Prep time: 10 – 15 minutes
Makes: Approximately 8 servings
- 2 TBSP extra virgin olive oil
- ½ cup chopped onion
- ¼ cup nutritional yeast
- ½ cup gluten free flour (store bought or make your own – see recipe below!)
- 2 cups water
- 3 TBSP. Bragg’s Liquid Aminos (or Tamari)
- 1 tsp. dried thyme
- 1 tsp. garlic powder
- Sea salt (adjust according to your taste)
- Freshly ground black pepper (to taste, but I add about ¼ tsp.)
- In a medium saucepan, heat the olive oil over medium-high heat and sauté the onions until soft (about 5 minutes) – stir occasionally.

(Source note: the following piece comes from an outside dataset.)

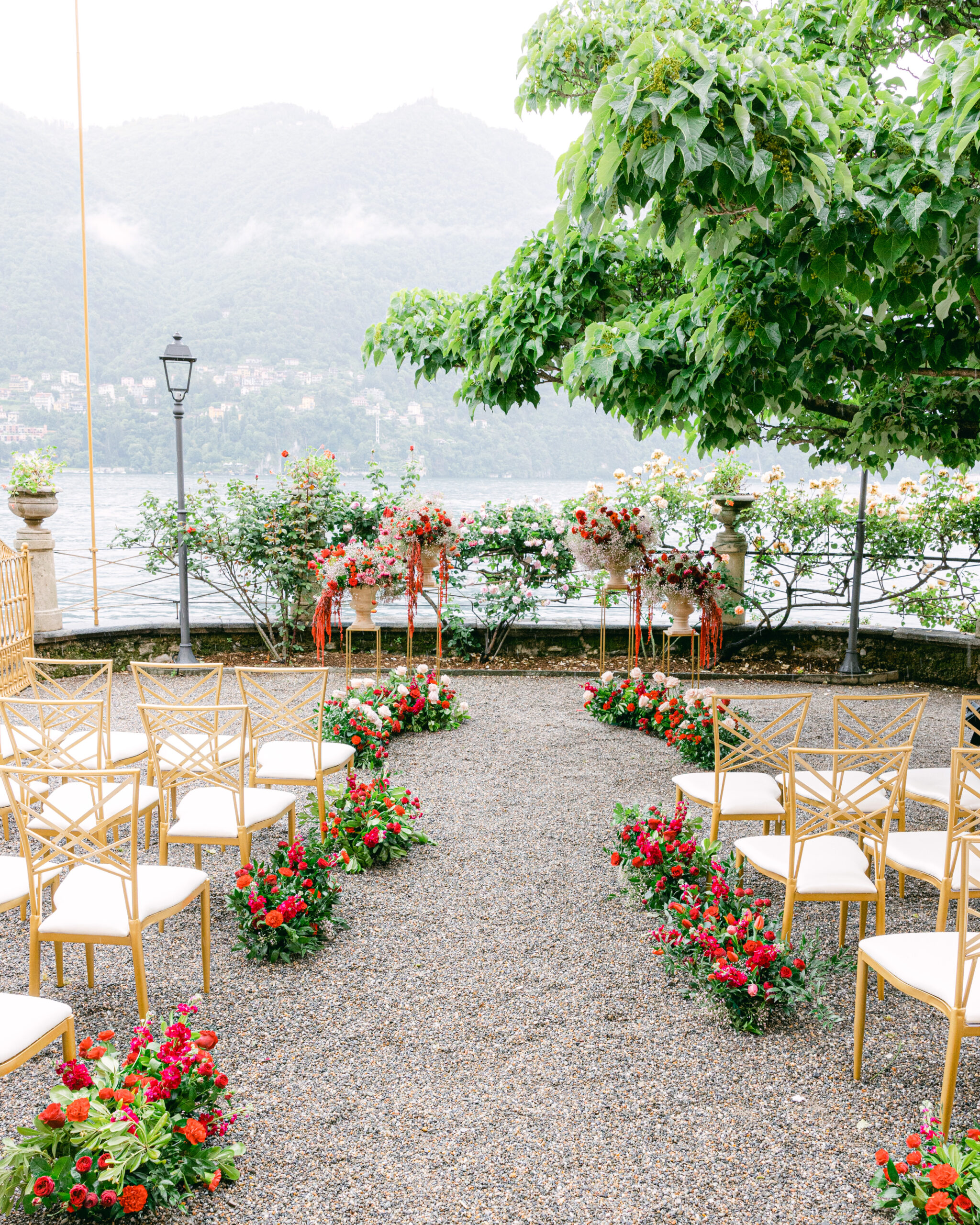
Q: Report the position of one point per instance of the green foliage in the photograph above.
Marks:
(285, 908)
(823, 226)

- Add the nutritional yeast and gluten free flour and mix with the onions for about 2 minutes. The mixture will get dry.
- Add water, Bragg’s Liquid Aminos (or Tamari), thyme, and garlic powder. Continue to cook, whisking continuously, until the mixture is very thick.
- Transfer the mixture to a blender and puree until smooth. Add sea salt and black pepper to taste.
GLUTEN FREE FLOUR BLEND:
In a large bowl, combine the following ingredients and whisk until mixed well:
- 1 ½ cups brown rice flour
- ½ cup potato starch
- ¼ cup white rice flour
- ¼ cup tapioca flour
- 1 tsp. xanthan gum (this is optional but acts as an extra binder since there is no gluten).
Once all dry ingredients are mixed, pour into a glass jar (or sealed container) and store in the refrigerator. It should last a couple of months in the fridge.